Mussio expressed doubts last week that the rally propelling GameStop and AMC would be long; now he says it will run its course soon.

"There's certainly a sentiment of buying GameStop is my way of sticking it to the man and that's fine, but that's maybe not the best investment strategy," he said. "The sheer volume, the price action, would lead us to believe it's not just individual investors but institutions moving around that money, as well."

But many WallStreetBets investors are determined to hold on to their GameStop shares and positions in other shorted companies that have largely tumbled since last week's rally.

Jake Graham, 25, a mobile diesel technician in Lubbock, Texas, started investing to help pay off his student loans. When he first joined the subreddit in July, he was hesitant to follow the advice of investor members - but when the GameStop rally started in January, he realized there was merit to the online forum's predictions.

Graham now holds nearly 47 shares of GameStop and seven shares of AMC, which he said he plans to hold on to for as long as he can despite today's declines.

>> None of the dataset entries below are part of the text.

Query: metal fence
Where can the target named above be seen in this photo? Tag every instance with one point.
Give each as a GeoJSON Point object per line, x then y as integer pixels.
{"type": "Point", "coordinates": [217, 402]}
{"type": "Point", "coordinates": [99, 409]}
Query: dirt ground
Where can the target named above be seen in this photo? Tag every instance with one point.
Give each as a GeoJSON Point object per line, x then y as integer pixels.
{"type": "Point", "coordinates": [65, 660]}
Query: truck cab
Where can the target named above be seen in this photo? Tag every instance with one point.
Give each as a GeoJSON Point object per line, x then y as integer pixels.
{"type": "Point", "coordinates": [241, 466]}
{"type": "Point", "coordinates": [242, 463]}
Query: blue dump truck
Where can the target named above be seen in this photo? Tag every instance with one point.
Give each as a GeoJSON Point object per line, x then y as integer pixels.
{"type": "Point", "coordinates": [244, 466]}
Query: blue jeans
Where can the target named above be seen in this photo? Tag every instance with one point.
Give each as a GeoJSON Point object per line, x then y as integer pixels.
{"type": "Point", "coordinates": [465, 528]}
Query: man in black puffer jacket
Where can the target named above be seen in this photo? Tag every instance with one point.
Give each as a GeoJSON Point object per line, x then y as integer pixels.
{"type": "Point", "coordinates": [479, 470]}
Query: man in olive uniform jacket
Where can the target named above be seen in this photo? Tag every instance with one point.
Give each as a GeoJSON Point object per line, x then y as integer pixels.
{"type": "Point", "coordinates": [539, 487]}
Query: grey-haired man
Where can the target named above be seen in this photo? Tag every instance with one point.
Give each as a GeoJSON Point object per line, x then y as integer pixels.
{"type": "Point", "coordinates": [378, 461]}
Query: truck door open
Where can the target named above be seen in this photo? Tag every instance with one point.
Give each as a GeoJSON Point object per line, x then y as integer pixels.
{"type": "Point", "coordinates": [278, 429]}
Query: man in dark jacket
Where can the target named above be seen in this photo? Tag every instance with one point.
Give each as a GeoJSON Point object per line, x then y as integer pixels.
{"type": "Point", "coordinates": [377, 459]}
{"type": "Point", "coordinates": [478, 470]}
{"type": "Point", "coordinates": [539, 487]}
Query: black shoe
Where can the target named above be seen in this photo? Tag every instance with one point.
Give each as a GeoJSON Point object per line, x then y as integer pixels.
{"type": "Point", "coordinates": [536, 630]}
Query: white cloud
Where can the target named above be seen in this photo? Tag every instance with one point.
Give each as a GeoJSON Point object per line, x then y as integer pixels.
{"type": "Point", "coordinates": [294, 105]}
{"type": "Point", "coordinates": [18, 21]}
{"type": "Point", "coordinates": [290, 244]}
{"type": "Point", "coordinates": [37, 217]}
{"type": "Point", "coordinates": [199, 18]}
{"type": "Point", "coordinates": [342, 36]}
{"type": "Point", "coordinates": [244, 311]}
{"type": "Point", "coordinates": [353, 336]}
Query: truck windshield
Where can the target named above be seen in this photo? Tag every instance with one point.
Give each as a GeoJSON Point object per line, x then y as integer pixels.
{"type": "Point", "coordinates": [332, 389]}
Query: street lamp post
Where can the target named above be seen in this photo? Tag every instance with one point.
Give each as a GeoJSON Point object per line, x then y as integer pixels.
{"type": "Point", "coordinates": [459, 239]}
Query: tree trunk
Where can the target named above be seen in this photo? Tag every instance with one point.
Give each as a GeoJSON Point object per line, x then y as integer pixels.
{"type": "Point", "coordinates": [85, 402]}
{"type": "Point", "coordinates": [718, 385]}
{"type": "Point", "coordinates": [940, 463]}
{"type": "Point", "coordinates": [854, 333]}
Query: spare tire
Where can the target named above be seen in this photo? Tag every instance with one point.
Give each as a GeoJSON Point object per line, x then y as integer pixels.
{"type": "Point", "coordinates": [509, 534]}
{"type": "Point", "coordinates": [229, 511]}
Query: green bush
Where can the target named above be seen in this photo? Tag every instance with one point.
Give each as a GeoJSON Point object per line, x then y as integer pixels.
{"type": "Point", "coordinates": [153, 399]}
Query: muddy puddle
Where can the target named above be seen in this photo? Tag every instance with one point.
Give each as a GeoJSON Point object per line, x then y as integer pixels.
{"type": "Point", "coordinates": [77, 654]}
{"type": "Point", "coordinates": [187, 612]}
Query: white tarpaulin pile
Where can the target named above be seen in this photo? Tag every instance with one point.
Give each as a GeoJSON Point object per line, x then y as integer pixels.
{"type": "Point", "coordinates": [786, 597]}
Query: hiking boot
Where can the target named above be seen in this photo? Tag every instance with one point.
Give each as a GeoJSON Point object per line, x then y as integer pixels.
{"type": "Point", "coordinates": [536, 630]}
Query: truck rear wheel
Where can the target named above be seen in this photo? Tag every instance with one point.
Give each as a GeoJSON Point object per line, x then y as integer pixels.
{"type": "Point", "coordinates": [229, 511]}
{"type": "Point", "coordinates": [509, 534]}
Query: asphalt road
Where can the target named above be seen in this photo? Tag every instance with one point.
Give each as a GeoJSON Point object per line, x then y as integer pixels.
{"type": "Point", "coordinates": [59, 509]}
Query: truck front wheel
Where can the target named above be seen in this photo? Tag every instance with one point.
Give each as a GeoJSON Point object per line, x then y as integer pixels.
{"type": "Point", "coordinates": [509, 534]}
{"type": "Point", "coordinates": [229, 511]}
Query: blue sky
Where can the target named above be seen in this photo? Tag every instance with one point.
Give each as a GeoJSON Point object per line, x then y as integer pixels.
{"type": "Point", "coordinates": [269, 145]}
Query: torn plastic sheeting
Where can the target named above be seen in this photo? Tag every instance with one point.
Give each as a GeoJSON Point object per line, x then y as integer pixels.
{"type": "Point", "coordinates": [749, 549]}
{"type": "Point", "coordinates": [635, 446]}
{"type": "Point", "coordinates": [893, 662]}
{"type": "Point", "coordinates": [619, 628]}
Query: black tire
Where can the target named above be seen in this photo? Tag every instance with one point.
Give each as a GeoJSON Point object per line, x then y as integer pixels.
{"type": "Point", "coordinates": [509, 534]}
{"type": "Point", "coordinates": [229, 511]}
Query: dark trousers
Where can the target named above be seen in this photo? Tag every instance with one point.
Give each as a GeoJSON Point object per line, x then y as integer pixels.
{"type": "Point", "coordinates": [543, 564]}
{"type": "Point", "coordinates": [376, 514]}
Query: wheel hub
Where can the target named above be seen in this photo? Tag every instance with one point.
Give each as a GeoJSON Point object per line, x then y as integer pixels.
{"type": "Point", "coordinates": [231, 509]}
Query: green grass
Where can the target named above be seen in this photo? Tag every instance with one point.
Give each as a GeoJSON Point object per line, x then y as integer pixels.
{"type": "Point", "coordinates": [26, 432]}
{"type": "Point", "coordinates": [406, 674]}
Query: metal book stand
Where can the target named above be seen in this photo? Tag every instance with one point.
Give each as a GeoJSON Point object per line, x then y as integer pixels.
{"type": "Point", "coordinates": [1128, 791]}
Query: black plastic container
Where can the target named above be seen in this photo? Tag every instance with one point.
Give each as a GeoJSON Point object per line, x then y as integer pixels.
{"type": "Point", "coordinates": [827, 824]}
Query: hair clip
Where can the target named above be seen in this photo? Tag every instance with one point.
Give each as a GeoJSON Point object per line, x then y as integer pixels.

During the 2008 financial crisis, "you see videos of Wall Street just up in their buildings and laughing at people protesting. Billions of dollars were lost, and they didn't care. They were sipping their champagne and laughing," he said, explaining why it is worth it to him to see how long retail investors can prevail. "I'm not that worried now."

As of Tuesday afternoon, the popular trading platform Robinhood maintained a list of five restricted stocks: GameStop, AMC, Nokia, Naked and Express. The app limits customers who already own those brands in sufficient numbers from purchasing more, and it bars new customers from buying those stocks above a certain number of shares.

Robinhood has played a central role in the Wall Street drama as a key facilitator for an army of retail trailers and, conversely, for acting as a chokepoint in the middle of the speculative frenzy. Like other stock trading apps, Robinhood temporarily froze customers' ability to buy GameStop and other highly sought-after shares, prompting a wave of selling and a vocal backlash from customers, lawmakers and business leaders.

The company has since announced that it has taken in $3.4 billion in investments to secure its own financials. And the trading app, in a flurry of crisis management public relations, has stated in tweets and blog posts that it limited stock buying in volatile securities to ensure that it met rules on capital requirements.

On Tuesday, Robinhood issued a statement calling for financial regulators to allow for real-time settlement of U.S. equities, meaning the brokerage firm could settle investor trades immediately rather than two days later.

"Last week we saw the impact the two-day trade settlement period has on investors and ultimately the entire American financial system. Clearinghouse deposit requirements skyrocketed overnight. People were unable to buy some of the securities they wanted. Investors were angry and concerned, an unintended byproduct of the antiquated settlement process," the company said in a blog post. "The existing two-day period to settle trades exposes investors and the industry to unnecessary risk and is ripe for change."